Meanwhile, Terry O’Day -- whom Dodson called “a breath of fresh air” on the Planning Commission for the past three years -- appears to be a different kind of candidate for the chamber.

A homeowner in the Pico Neighborhood, O’Day contemplated seeking the SMRR endorsement, but missed the deadline for filing his candidate questionnaire. He does, however, have a business background, having owned an alternative fuel car rental company in Los Angeles before being named executive director of the local non-profit, Environment Now,

"Terry has helped the Planning Commission become more effective,” Dodson said. “He will bring these skills to the City Council, where he will focus on major policy issues.”

Among the issues O’Day is expected to champion is “finding creative solutions to Santa Monica's parking problems, supporting light rail and metro public transportation and pushing for a land use plan that will resolve Santa Monica's housing issues," Dodson said.

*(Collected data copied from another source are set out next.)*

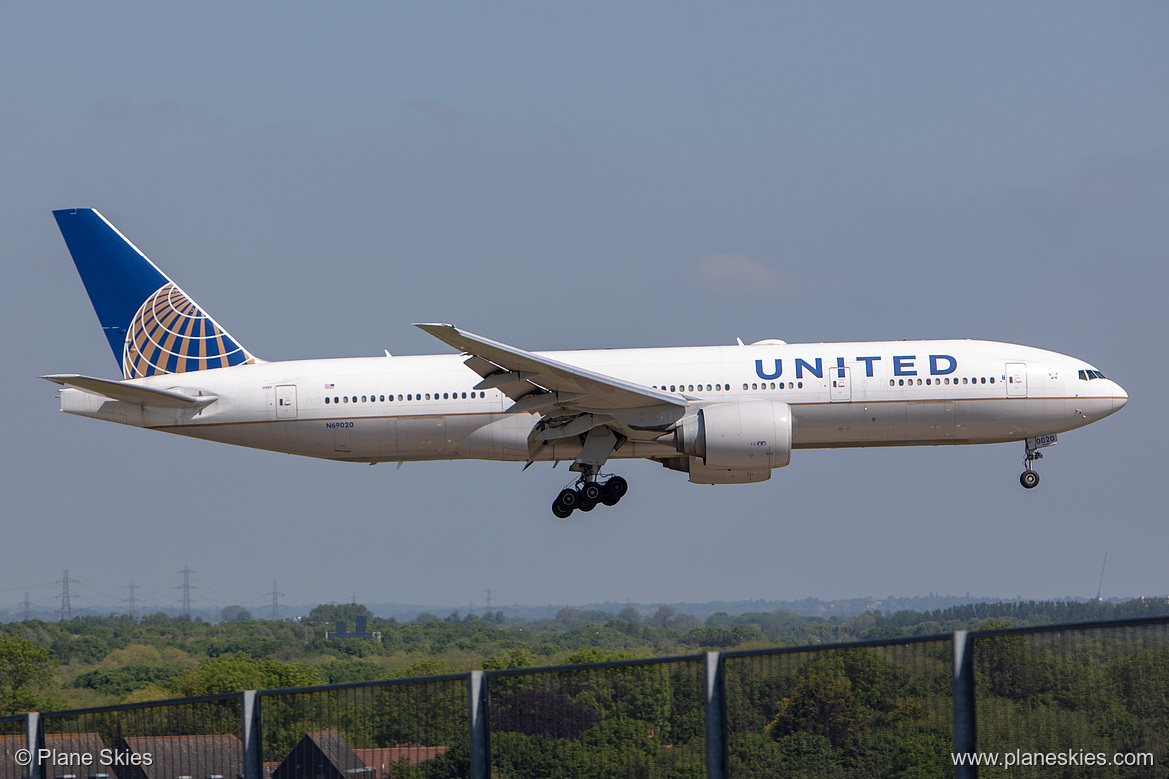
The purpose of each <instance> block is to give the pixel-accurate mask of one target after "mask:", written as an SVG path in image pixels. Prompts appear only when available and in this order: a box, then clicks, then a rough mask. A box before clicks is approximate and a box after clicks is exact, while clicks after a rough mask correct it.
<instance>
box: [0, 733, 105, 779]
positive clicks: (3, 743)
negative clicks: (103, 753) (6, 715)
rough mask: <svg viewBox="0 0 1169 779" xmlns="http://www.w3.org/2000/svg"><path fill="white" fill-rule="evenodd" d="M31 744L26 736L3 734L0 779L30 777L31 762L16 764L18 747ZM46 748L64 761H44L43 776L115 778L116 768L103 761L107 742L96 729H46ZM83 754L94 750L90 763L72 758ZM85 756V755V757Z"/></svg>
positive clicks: (47, 777) (21, 735)
mask: <svg viewBox="0 0 1169 779" xmlns="http://www.w3.org/2000/svg"><path fill="white" fill-rule="evenodd" d="M27 746H28V740H27V737H26V736H25V735H23V733H21V735H19V736H0V779H27V777H28V766H23V765H18V764H16V756H15V753H16V750H22V749H26V747H27ZM44 749H48V750H54V751H55V753H56V754H58V756H61V759H62V761H61V763H56V761H54V760H51V759H50V760H49V761H47V763H44V764H43V765H42V768H43V771H42V774H41V775H43V777H44V779H57V778H58V777H61V778H63V777H76V779H90V778H91V777H92V778H94V779H106V777H108V778H109V779H116V777H115V773H113V768H110V767H105V766H103V765H101V760H102V750H104V749H105V743H104V742H103V740H102V737H101V736H98V735H97V733H47V735H46V736H44ZM82 754H91V756H92V758H90V760H89V763H90V764H89V765H85V764H84V763H79V761H76V760H71V758H79V756H82ZM82 759H83V758H82Z"/></svg>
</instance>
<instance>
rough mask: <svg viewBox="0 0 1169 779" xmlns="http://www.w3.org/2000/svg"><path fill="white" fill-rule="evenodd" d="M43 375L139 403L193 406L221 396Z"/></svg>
mask: <svg viewBox="0 0 1169 779" xmlns="http://www.w3.org/2000/svg"><path fill="white" fill-rule="evenodd" d="M41 378H42V379H44V380H47V381H51V382H53V384H60V385H61V386H63V387H72V388H74V389H81V391H82V392H88V393H90V394H94V395H102V397H103V398H109V399H110V400H120V401H123V402H127V404H134V405H136V406H155V407H160V408H194V407H196V406H206V405H207V404H209V402H212V401H213V400H216V399H217V398H219V395H209V394H203V395H188V394H186V393H185V392H178V391H174V389H155V388H154V387H144V386H141V385H140V384H130V382H127V381H113V380H111V379H98V378H97V377H92V375H82V374H79V373H54V374H51V375H42V377H41Z"/></svg>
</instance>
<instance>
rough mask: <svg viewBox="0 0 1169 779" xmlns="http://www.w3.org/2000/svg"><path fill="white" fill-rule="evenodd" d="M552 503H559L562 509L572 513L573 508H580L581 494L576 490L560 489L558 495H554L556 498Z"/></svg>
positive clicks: (579, 492)
mask: <svg viewBox="0 0 1169 779" xmlns="http://www.w3.org/2000/svg"><path fill="white" fill-rule="evenodd" d="M552 505H553V506H556V505H559V506H560V508H561V509H562V510H567V511H568V513H572V512H573V509H579V508H581V494H580V492H577V491H576V490H560V495H558V496H556V499H555V502H554V503H553V504H552Z"/></svg>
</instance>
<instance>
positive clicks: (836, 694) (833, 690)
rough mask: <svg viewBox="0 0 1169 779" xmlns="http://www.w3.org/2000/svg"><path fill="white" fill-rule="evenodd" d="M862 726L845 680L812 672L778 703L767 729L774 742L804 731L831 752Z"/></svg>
mask: <svg viewBox="0 0 1169 779" xmlns="http://www.w3.org/2000/svg"><path fill="white" fill-rule="evenodd" d="M863 726H864V715H863V713H862V711H860V702H859V701H857V696H856V695H855V694H853V690H852V683H851V682H850V681H849V678H848V677H846V676H843V675H838V674H832V673H828V671H815V673H812V674H808V675H807V676H804V677H803V678H802V680H801V681H800V683H798V684H796V688H795V690H793V692H791V697H788V698H783V699H782V701H780V702H779V711H777V712H776V715H775V719H773V721H772V723H770V724H769V725H768V726H767V730H768V731H769V732H770V733H772V737H773V738H775V739H777V740H779V739H782V738H784V737H786V736H790V735H791V733H800V732H804V733H811V735H814V736H821V737H823V738H826V739H828V740H829V743H830V744H831V745H832V747H833V749H841V747H842V746H844V743H845V742H846V740H848V739H849V737H850V736H852V735H855V733H857V732H858V731H860V730H862V729H863Z"/></svg>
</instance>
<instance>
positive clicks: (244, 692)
mask: <svg viewBox="0 0 1169 779" xmlns="http://www.w3.org/2000/svg"><path fill="white" fill-rule="evenodd" d="M258 703H260V696H257V695H256V691H255V690H244V691H243V711H242V713H241V719H242V721H243V722H242V723H241V724H242V726H243V733H242V736H243V779H263V775H264V761H263V756H262V754H261V749H260V705H258Z"/></svg>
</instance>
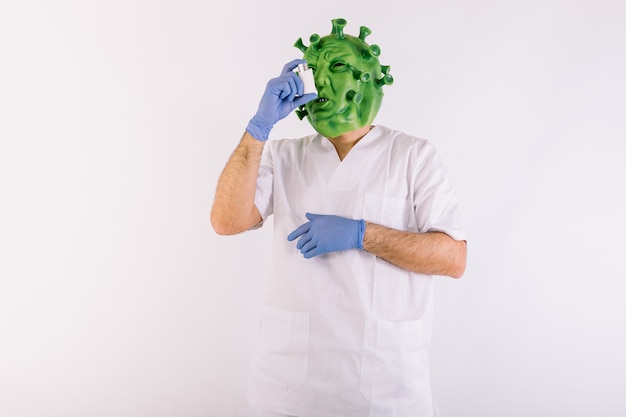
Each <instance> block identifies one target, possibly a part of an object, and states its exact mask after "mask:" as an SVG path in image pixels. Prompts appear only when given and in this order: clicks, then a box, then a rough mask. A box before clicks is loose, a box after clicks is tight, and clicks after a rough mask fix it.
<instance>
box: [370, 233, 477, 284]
mask: <svg viewBox="0 0 626 417" xmlns="http://www.w3.org/2000/svg"><path fill="white" fill-rule="evenodd" d="M363 249H364V250H366V251H368V252H370V253H372V254H374V255H376V256H378V257H379V258H381V259H384V260H385V261H387V262H390V263H392V264H394V265H396V266H399V267H400V268H403V269H406V270H409V271H412V272H417V273H421V274H427V275H447V276H450V277H453V278H460V277H461V276H462V275H463V272H464V271H465V260H466V243H465V241H457V240H454V239H452V238H451V237H450V236H448V235H446V234H445V233H439V232H433V233H413V232H403V231H400V230H394V229H390V228H387V227H385V226H381V225H378V224H374V223H369V222H367V223H366V228H365V235H364V237H363Z"/></svg>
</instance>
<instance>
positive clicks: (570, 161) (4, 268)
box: [0, 0, 626, 417]
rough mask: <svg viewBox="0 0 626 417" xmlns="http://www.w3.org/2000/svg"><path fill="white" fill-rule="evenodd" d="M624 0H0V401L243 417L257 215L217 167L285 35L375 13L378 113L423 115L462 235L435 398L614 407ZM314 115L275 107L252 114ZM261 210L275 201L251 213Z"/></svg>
mask: <svg viewBox="0 0 626 417" xmlns="http://www.w3.org/2000/svg"><path fill="white" fill-rule="evenodd" d="M624 16H626V6H625V5H624V3H623V2H621V1H571V0H570V1H566V0H562V1H559V0H542V1H539V0H530V1H487V0H478V1H473V2H468V1H464V0H451V1H446V2H441V1H426V0H420V1H413V2H408V1H407V2H393V1H385V2H374V1H370V0H367V1H363V0H360V1H359V0H354V1H344V2H337V1H335V0H323V1H312V2H295V1H291V2H278V1H268V0H265V1H258V2H257V1H247V2H244V1H237V0H233V1H228V2H223V3H221V4H214V2H209V1H192V0H186V1H184V0H179V1H169V2H157V1H148V0H145V1H134V0H133V1H129V0H124V1H122V0H116V1H101V2H94V1H74V2H70V1H56V2H43V1H42V2H34V1H10V0H4V1H2V2H0V140H1V142H0V143H1V147H0V199H1V204H0V415H2V416H10V417H26V416H28V417H31V416H32V417H40V416H44V417H53V416H54V417H56V416H63V417H68V416H89V417H91V416H116V417H117V416H120V417H126V416H128V417H142V416H146V417H155V416H167V417H171V416H204V417H206V416H210V417H213V416H215V417H218V416H219V417H238V416H240V415H241V412H242V410H243V409H244V390H245V381H246V373H247V367H248V364H249V359H250V355H251V349H252V343H253V340H254V333H255V329H256V324H257V314H258V311H259V306H260V302H261V293H262V288H263V279H264V270H265V267H266V266H267V258H268V254H269V251H270V248H269V247H268V243H269V237H270V233H271V224H269V225H268V226H270V227H265V228H263V229H262V230H259V231H256V232H250V233H245V234H243V235H239V236H235V237H219V236H217V235H215V234H214V232H213V231H212V229H211V227H210V223H209V211H210V207H211V203H212V197H213V192H214V189H215V184H216V181H217V178H218V175H219V173H220V171H221V169H222V167H223V165H224V163H225V161H226V159H227V157H228V156H229V154H230V152H231V151H232V150H233V149H234V147H235V145H236V143H237V141H238V140H239V138H240V135H241V133H242V132H243V129H244V127H245V125H246V123H247V121H248V120H249V118H250V117H251V116H252V115H253V114H254V111H255V110H256V106H257V104H258V100H259V98H260V95H261V93H262V91H263V88H264V85H265V82H266V81H267V80H268V79H269V78H271V77H274V76H276V75H277V74H278V72H279V71H280V69H281V68H282V66H283V64H284V63H285V62H287V61H289V60H291V59H293V58H297V57H300V56H301V55H300V52H299V51H298V50H297V49H296V48H294V47H293V46H292V45H293V43H294V42H295V40H296V39H297V38H298V37H303V38H304V40H305V43H307V44H308V37H309V36H310V35H311V34H313V33H318V34H320V35H322V36H323V35H326V34H328V33H330V29H331V23H330V20H331V19H332V18H336V17H344V18H346V19H347V21H348V25H347V26H346V28H345V31H346V33H349V34H354V35H357V34H358V29H359V26H360V25H365V26H368V27H370V28H371V29H372V35H371V36H370V37H369V38H368V42H370V43H376V44H379V45H380V46H381V48H382V54H381V62H382V63H383V64H388V65H391V73H392V74H393V75H394V77H395V80H396V82H395V84H394V85H393V86H389V87H386V88H385V91H386V95H385V101H384V103H383V107H382V109H381V112H380V113H379V117H378V119H377V123H379V124H383V125H387V126H390V127H394V128H396V129H399V130H403V131H405V132H407V133H410V134H413V135H416V136H420V137H424V138H427V139H429V140H431V141H432V142H433V143H434V144H435V146H436V147H437V148H438V150H439V152H440V154H441V156H442V157H443V159H444V162H445V163H446V166H447V167H448V170H449V173H450V176H451V178H452V181H453V184H454V185H455V188H456V190H457V194H458V196H459V198H460V200H461V202H462V205H463V213H464V222H465V228H466V231H467V233H468V235H469V260H468V268H467V272H466V274H465V276H464V277H463V278H462V279H461V280H453V279H450V278H443V277H441V278H438V279H437V284H436V291H437V304H436V319H435V320H436V322H435V334H434V352H433V356H432V361H433V364H432V369H433V383H434V386H435V389H436V390H437V395H438V399H439V403H440V407H441V410H442V414H443V416H444V417H474V416H475V417H492V416H493V417H500V416H508V417H516V416H520V417H521V416H524V417H526V416H540V417H542V416H568V417H577V416H590V417H601V416H606V417H613V416H623V415H626V400H625V397H624V392H625V390H626V360H624V353H623V352H625V351H626V325H625V321H626V296H625V295H624V294H625V292H626V284H625V283H624V281H625V278H626V267H625V264H624V250H625V249H626V244H625V241H624V235H625V233H626V224H625V221H624V213H625V212H626V205H625V204H624V189H625V188H626V187H625V180H626V169H625V168H624V164H623V161H624V156H625V155H624V153H625V150H626V146H625V145H624V141H625V140H626V76H625V75H624V74H626V50H625V49H626V48H625V46H624V45H625V42H626V29H624V28H625V27H626V26H625V25H624ZM310 132H312V128H311V127H310V126H309V125H308V124H307V122H306V121H304V122H300V121H299V120H298V119H297V117H296V116H295V114H292V115H290V116H289V117H288V118H287V119H285V120H284V121H282V122H281V123H280V124H279V125H278V126H277V127H276V129H275V130H274V132H273V133H272V137H274V138H279V137H298V136H301V135H303V134H308V133H310ZM270 223H271V222H270Z"/></svg>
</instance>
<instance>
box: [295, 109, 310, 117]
mask: <svg viewBox="0 0 626 417" xmlns="http://www.w3.org/2000/svg"><path fill="white" fill-rule="evenodd" d="M308 115H309V112H308V111H307V110H306V109H305V108H304V106H300V107H299V108H297V109H296V116H298V119H300V120H302V119H304V118H305V117H307V116H308Z"/></svg>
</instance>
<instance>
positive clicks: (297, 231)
mask: <svg viewBox="0 0 626 417" xmlns="http://www.w3.org/2000/svg"><path fill="white" fill-rule="evenodd" d="M332 23H333V29H332V33H331V34H330V35H328V36H325V37H321V38H320V37H319V36H318V35H313V36H311V38H310V39H311V45H310V46H309V47H305V46H304V44H303V43H302V41H301V40H300V39H299V40H298V42H296V46H297V47H298V48H300V49H301V50H302V51H303V52H304V59H303V60H294V61H292V62H290V63H289V64H287V65H286V66H285V67H284V69H283V71H282V73H281V75H280V76H279V77H277V78H275V79H272V80H270V81H269V82H268V84H267V87H266V90H265V93H264V94H263V97H262V99H261V102H260V104H259V108H258V111H257V113H256V114H255V116H254V117H253V118H252V119H251V121H250V123H249V124H248V127H247V128H246V132H245V133H244V135H243V137H242V139H241V141H240V143H239V145H238V146H237V148H236V149H235V151H234V153H233V154H232V156H231V158H230V159H229V161H228V163H227V164H226V167H225V168H224V171H223V173H222V175H221V177H220V179H219V182H218V185H217V191H216V195H215V201H214V205H213V209H212V212H211V222H212V224H213V227H214V229H215V231H216V232H217V233H219V234H235V233H240V232H242V231H246V230H250V229H253V228H256V227H259V226H260V225H262V223H263V221H264V220H265V219H267V218H268V216H270V215H271V214H274V238H273V248H274V255H273V257H274V259H273V264H272V265H273V266H272V270H271V274H270V276H269V277H268V279H267V284H266V291H265V298H264V306H263V312H262V320H261V326H260V329H259V335H258V340H257V344H256V348H255V355H254V358H253V361H252V367H251V371H250V379H249V387H248V400H249V402H250V404H252V405H253V406H254V407H255V408H257V409H259V410H265V411H258V413H260V414H258V415H268V416H269V415H271V416H285V415H289V416H301V417H309V416H310V417H313V416H329V417H330V416H333V417H364V416H370V417H391V416H398V417H409V416H410V417H422V416H429V417H430V416H434V415H437V411H436V406H435V404H434V401H433V395H432V390H431V385H430V375H429V360H428V354H429V348H430V335H431V325H432V310H433V275H447V276H451V277H456V278H458V277H460V276H461V275H462V274H463V272H464V269H465V257H466V243H465V236H464V234H463V231H462V230H461V225H460V220H459V207H458V203H457V200H456V198H455V196H454V194H453V191H452V188H451V186H450V182H449V181H448V179H447V176H446V173H445V169H444V167H443V165H442V163H441V160H440V159H439V157H438V156H437V153H436V151H435V149H434V147H433V146H432V145H431V144H430V143H429V142H427V141H425V140H423V139H418V138H415V137H412V136H409V135H406V134H404V133H401V132H397V131H394V130H392V129H389V128H386V127H384V126H375V125H372V122H373V119H374V117H375V115H376V113H377V111H378V109H379V107H380V104H381V102H382V95H383V93H382V88H383V87H384V86H385V85H388V84H391V83H392V81H393V79H392V78H391V76H390V75H389V74H388V73H387V72H388V70H389V67H385V66H381V65H380V63H379V62H378V55H379V54H380V48H378V47H377V46H376V45H368V44H367V43H366V42H365V37H366V36H368V35H369V34H370V31H369V29H367V28H365V27H361V32H360V34H359V37H353V36H350V35H346V34H344V33H343V27H344V26H345V24H346V21H345V20H344V19H335V20H333V21H332ZM305 61H306V62H307V63H308V65H309V67H310V68H312V69H313V71H314V79H315V86H316V89H317V95H316V94H314V93H313V94H303V83H302V81H301V79H300V78H299V77H298V75H297V74H295V73H294V72H293V71H292V70H293V69H295V68H296V66H297V65H298V64H301V63H304V62H305ZM297 108H299V110H298V114H299V116H301V118H303V117H305V116H306V117H307V119H308V120H309V122H310V123H311V124H312V126H313V127H314V129H315V130H316V131H317V132H318V134H315V135H311V136H307V137H305V138H302V139H298V140H272V141H269V142H268V141H267V139H268V135H269V133H270V131H271V129H272V127H273V126H274V124H275V123H276V122H278V121H279V120H280V119H282V118H284V117H286V116H287V115H288V114H289V113H290V112H291V111H293V110H295V109H297ZM262 413H266V414H262Z"/></svg>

Chamber Board Chair John Bohn said the two candidates share the group’s vision for Santa Monica.

“The most important business issues are the same as those of local residents, including finding solutions to homelessness, reducing traffic, dealing proactively with Santa Monica's lack of parking, and continuing to support strong schools," said Bohn.

Holbrook, who has traditionally headed a slate opposing SMRR, and O’Day, who has said he will run as an independent, face stiff competition against the tenant group’s ticket composed of Council members Pam O’Connor and Kevin McKeown and education activist Gleam Davis.

Six other candidates have submitted signed petitions to the City Clerk to run for the three open council seats.